Schick ihm einfach ne mail und grüß ihn bitte von mir

cu on trail 

Frank 

Frank


----------



## MTB-News.de




----------



## andy1 (18. Juli 2008)

Auf dem Flohmarkt am Mainufer wurde die letzten beiden Wochenenden immer das gleiche Tandem angeboten - war ein einfaches Alltagsradtandem, hinten mit Damenoberrohr, recht alt, etwas Servicebedürftig.

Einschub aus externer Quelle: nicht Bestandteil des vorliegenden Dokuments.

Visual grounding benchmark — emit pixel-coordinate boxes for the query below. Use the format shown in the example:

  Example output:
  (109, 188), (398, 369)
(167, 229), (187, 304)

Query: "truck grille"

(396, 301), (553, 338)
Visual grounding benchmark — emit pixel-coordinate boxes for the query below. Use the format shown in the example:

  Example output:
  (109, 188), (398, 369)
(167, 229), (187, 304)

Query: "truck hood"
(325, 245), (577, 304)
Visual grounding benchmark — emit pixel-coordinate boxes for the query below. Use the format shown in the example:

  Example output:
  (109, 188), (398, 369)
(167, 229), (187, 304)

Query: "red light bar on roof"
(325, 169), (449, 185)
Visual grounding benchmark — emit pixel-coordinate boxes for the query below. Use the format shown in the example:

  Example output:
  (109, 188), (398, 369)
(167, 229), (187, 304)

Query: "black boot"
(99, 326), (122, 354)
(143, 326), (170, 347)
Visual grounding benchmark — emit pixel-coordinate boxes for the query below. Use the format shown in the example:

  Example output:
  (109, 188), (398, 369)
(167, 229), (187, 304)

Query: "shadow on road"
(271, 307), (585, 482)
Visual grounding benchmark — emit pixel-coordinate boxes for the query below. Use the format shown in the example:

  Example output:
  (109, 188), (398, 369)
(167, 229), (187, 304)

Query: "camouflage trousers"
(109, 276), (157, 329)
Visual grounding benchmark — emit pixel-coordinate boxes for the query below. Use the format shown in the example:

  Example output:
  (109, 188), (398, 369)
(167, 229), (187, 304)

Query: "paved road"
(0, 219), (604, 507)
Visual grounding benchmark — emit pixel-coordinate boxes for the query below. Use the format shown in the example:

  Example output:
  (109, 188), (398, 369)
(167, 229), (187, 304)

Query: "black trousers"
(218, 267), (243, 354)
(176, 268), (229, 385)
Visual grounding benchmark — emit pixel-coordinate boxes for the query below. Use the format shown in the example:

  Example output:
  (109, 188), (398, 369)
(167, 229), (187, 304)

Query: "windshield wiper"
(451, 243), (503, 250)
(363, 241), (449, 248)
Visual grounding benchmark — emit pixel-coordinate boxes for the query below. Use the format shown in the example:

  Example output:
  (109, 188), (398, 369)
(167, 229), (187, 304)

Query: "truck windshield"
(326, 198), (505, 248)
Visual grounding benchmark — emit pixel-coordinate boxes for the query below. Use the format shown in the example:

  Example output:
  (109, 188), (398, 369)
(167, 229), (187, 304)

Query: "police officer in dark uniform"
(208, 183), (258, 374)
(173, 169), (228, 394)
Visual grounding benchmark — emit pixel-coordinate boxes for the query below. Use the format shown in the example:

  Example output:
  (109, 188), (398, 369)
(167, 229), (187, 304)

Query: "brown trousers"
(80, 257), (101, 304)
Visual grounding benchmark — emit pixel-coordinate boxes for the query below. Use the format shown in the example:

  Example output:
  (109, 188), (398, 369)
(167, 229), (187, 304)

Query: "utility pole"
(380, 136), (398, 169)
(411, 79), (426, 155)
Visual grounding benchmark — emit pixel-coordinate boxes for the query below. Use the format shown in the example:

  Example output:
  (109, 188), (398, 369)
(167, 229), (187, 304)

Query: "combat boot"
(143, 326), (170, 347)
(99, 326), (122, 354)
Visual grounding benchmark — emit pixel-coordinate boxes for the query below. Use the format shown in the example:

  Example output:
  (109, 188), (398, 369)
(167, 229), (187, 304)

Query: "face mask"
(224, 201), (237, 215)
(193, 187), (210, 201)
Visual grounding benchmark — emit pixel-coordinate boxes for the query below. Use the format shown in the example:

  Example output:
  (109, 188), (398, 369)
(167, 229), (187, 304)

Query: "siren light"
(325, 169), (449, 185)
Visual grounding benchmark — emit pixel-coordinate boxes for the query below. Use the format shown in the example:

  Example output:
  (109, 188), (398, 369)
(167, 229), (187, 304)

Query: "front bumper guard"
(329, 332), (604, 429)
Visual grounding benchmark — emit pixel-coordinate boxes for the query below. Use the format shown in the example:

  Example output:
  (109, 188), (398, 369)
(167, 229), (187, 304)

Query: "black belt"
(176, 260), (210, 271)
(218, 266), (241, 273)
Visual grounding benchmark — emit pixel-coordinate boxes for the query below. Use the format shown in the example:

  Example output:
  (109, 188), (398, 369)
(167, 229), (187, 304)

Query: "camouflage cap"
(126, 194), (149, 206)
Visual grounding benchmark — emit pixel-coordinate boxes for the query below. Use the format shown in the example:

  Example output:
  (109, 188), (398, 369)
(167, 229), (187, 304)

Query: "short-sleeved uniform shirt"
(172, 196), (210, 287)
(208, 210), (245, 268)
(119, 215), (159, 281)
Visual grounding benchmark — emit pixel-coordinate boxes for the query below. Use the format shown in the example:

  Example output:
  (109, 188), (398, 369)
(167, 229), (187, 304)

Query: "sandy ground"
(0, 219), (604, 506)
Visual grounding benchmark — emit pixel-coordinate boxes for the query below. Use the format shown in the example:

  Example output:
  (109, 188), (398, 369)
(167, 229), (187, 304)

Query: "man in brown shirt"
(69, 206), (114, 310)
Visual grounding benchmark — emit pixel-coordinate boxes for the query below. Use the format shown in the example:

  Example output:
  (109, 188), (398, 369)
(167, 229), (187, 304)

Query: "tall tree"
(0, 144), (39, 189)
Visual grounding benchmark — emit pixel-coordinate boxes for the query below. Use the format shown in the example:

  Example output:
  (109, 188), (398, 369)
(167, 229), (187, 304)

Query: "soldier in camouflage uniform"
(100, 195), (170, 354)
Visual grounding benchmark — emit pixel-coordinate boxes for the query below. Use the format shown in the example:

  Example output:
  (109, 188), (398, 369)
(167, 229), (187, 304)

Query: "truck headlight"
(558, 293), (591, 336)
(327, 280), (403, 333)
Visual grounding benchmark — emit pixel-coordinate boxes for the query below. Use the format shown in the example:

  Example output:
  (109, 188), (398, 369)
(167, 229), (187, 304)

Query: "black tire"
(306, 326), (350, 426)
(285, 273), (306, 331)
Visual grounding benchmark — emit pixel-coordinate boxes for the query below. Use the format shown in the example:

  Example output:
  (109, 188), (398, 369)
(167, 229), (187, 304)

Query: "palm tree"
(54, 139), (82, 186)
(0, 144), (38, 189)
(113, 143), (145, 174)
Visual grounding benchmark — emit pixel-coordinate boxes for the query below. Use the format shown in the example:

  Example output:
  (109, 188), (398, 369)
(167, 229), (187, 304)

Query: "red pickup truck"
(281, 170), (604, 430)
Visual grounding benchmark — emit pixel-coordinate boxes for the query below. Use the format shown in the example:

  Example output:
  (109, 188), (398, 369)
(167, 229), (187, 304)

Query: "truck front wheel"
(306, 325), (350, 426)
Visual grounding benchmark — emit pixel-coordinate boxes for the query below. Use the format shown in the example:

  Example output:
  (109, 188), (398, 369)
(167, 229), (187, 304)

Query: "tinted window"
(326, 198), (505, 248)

Kann man sicher für ein paar Euro kaufen, dann ein wenig Service und fertig.
Vielleicht isses morgen früh wieder da!?
Stand auf der dem Ufer abgewandten Straßenseite an der Bürgersteigkante wo die Museen sind.
Ungefähr da wo ein paar Säulen sind.


----------



## Onkel Jürgen (26. Juli 2008)

Servus,

wir haben ein Tandem. Geländetauglich, den Kiedrich-Marathon hat es schon überlebt (Speedhub, RockShox Federgabel, HS 33 + Louise vorne).
Da wir wegen der kleinen Kinder kaum noch zum gemeinsamen Fahren kommen, steht das gute Stück nur noch unbenutzt im Keller.
Ich würde das ggf. ausleihen oder auch verkaufen.
Was willst Du damit machen?


----------



## Onkel Jürgen (29. Juli 2008)

Hey Simon,

bitte dringend noch mal melden! Meine Frau will ganz oder gar nicht. D. h. nur verkaufen, nicht verleihen!


----------



## Bettina (1. August 2008)

Hallo Onkel Jüregn,
ich klink mich einfach ma ein:
welche Größen hat denn euer Tandem? Und wie alt ist es etc..
Gruß Bettina


----------



## votecstoepsl (3. August 2008)

Onkel Jürgen schrieb:


> Hey Simon,
> 
> bitte dringend noch mal melden! Meine Frau will ganz oder gar nicht. D. h. nur verkaufen, nicht verleihen!



Oha, die Chefin!  Aber ein stückweit auch verständlich bei so einem Rad.

Aber so wirklich einen Tipp um hin und wieder mal ein Tandem zu leihen gab es noch nicht, oder?


----------



## Onkel Jürgen (9. Dezember 2008)

Info an alle Interessenten:
mein Tandem ist schon vor zwei Monaten über ebay verkauft worden!

Warum? Als Captain kann ich nicht mehr einen mittelmäßig trainierten Stoker UND einen doppelt besetzten Kinderwagen (ca. 50 kg) die Berge rauf ziehen. Alles hat seine Zeit ... Spätestens wenn die Jungs keinen Bock mehr haben mit uns auf Tour zu gehen, gibt's bestimmt ein neues Tandem. Zumal unsere Traumtour nach Gibraltar und zurück immer noch aussteht.


----------